それとほぼ同じタイミングで、英国フォードは最新版のフィエスタ STを発表した。純EVのSUVになったマスタングや、クーペではなくなったプーマに対して、あまり好感を抱いていない古くからのファン層へアピールするように。
7代目となるフィエスタだが、フェイスリフトとしてフロント側はより挑戦的な顔つきになり、運転支援システムもアップデートされている。メーターパネルはモニター式へ更新され、従来との差別化が図られている。
写真のように、ミーン・グリーンと呼ばれる鮮やかなメタリックカラーも、オプションで用意された。だが、失ったものもある。純EVへのシフトと、それに伴うラインナップの合理化を進める一環として、3ドア・ボディが選べなくなっている。
2022年仕様のフィエスタ STで選べるのは、5ドアのみ。実用性は増しているが、ホットハッチとしての魅力が残されているのか、疑問もなくはない。だが、心配はご無用だ。
モデル中期のフェイスリフトの内容は、全般的に控えめ。ドライビング体験にも大きな変化は及んでいない。相変わらず、10万ポンド(約1630万円)以下の価格帯のモデルとして、最もドライバーを満たしてくれる1台に数えることができる。
馬力以上の鮮烈さを楽しめる
ザラツイたノイズを放つ3気筒ターボエンジンには僅かに手が加えられ、若干最大トルクが増えたが、それ以外は従来どおり。やる気を感じさせるスポーツエグゾーストからは勇ましい排気音が放たれ、馬力以上の鮮烈さを楽しめることに変わりはない。
日常的な利用シーンでは、右足を丁寧に動かすことで、1.0Lエンジンを積んだベーシックなフィエスタと同じように運転できる。3気筒エンジンは、アイドリング時やハーフスロットル時ならとても朗らか。

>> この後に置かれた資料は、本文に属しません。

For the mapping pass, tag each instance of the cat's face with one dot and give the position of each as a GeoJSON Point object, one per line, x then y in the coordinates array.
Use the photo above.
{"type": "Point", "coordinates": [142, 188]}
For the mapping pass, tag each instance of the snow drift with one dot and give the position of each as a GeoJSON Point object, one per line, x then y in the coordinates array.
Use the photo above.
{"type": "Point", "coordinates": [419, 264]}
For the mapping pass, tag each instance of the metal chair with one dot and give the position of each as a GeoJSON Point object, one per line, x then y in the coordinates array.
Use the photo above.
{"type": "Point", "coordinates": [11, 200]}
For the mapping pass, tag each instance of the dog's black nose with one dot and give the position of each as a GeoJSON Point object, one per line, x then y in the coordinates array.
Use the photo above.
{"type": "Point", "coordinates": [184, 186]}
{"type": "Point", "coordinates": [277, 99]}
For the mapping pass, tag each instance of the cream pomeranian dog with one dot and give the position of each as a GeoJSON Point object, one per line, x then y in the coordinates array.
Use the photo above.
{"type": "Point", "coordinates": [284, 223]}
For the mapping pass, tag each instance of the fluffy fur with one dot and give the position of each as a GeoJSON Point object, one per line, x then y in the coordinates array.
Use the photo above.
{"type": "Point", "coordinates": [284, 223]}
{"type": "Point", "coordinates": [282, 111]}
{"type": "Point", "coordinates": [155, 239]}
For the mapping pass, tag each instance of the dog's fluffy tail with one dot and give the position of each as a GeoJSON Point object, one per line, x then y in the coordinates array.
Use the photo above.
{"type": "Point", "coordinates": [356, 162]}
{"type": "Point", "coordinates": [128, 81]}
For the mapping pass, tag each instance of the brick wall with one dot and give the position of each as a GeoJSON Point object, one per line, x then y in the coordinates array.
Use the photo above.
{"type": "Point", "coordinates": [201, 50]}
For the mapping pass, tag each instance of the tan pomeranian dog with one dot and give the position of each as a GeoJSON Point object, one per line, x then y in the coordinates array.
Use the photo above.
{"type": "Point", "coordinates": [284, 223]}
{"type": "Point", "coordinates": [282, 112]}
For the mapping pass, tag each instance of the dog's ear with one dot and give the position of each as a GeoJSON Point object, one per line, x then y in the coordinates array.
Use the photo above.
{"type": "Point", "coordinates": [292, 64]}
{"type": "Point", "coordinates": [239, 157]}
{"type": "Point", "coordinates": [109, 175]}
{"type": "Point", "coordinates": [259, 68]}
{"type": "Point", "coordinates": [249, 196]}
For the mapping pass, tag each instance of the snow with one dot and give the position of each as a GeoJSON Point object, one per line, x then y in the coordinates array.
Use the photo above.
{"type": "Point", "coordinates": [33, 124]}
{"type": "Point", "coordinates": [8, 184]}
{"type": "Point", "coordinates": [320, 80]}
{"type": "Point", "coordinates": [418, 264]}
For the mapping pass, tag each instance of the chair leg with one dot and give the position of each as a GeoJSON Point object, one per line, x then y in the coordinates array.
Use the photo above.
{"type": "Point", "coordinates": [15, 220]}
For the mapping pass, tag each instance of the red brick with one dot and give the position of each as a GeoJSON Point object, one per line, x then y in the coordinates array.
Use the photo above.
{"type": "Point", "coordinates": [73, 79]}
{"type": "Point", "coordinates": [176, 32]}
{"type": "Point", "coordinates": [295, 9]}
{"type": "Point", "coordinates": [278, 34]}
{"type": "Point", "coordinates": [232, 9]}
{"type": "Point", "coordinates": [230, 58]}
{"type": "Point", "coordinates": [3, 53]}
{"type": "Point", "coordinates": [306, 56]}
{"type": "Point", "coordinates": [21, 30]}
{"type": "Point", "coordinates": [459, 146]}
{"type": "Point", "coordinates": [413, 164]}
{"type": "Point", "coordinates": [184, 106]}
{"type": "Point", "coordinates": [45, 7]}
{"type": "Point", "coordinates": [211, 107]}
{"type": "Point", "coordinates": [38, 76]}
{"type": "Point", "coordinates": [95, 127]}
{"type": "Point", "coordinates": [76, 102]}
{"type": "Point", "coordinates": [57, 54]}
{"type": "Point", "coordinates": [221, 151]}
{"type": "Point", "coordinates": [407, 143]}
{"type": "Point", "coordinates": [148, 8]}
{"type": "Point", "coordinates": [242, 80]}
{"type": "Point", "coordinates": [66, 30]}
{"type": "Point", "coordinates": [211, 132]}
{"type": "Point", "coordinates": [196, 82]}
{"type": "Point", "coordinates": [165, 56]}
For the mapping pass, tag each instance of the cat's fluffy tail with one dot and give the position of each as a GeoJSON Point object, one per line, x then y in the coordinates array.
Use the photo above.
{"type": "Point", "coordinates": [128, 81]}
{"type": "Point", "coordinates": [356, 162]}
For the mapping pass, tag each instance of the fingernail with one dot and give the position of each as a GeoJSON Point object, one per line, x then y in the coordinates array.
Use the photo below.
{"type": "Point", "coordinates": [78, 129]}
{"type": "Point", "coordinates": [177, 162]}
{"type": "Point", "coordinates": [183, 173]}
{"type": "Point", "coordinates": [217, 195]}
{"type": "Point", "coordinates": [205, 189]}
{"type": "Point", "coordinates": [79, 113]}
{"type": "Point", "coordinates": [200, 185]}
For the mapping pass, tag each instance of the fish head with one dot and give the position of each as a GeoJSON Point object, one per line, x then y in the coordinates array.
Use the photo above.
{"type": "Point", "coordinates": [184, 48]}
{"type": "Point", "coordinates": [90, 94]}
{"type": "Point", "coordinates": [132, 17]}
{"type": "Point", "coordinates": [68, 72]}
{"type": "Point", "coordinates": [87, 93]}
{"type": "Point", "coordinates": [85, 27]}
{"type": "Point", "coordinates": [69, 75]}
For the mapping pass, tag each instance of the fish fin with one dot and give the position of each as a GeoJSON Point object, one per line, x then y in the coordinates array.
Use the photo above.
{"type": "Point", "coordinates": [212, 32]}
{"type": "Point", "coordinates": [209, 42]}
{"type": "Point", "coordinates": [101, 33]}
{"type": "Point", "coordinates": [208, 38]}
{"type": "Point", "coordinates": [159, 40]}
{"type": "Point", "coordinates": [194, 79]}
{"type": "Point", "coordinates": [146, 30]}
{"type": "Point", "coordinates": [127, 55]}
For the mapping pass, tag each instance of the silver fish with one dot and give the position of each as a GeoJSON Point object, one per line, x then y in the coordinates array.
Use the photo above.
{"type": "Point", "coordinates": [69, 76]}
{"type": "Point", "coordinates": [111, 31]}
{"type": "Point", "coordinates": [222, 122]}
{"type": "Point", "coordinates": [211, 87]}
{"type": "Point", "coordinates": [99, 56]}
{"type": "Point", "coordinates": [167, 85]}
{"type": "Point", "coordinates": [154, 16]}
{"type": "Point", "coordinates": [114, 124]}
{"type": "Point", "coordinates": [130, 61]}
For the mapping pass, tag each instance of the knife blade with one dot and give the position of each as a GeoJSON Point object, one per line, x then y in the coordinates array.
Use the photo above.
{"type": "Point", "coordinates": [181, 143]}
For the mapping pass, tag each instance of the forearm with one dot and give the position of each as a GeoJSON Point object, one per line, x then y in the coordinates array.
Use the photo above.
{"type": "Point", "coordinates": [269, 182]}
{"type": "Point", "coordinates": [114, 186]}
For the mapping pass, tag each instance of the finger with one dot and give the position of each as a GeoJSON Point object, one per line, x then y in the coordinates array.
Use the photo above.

ブレーキは良く効くものの、扱いにくさはない。市街地の速度域でも、運転しにくいと感じることはないだろう。
小さなハッチバックらしく、フィエスタ STは近所のスーパーマーケットへのお買い物に使える。同時に、まっとうなスポーツカーとして楽しむこともできる。この振り幅の広さが、明確な強みといえる。
ただし、傷んだ路面は避けたいところ。コーナーを攻め込むことが前提の引き締められたサスペンションは、舗装の剥がれた穴などの処理があまり得意ではない。
郊外の開けた道へ足を伸ばせば、小気味いい3気筒ターボの本領を発揮できる。6速MTは、3速に入れたままでOK。いつでも不満ないパワーを引き出せる。マツダMX-5(ロードスター)に並ぶ速度域で、エンジンを使い切れる。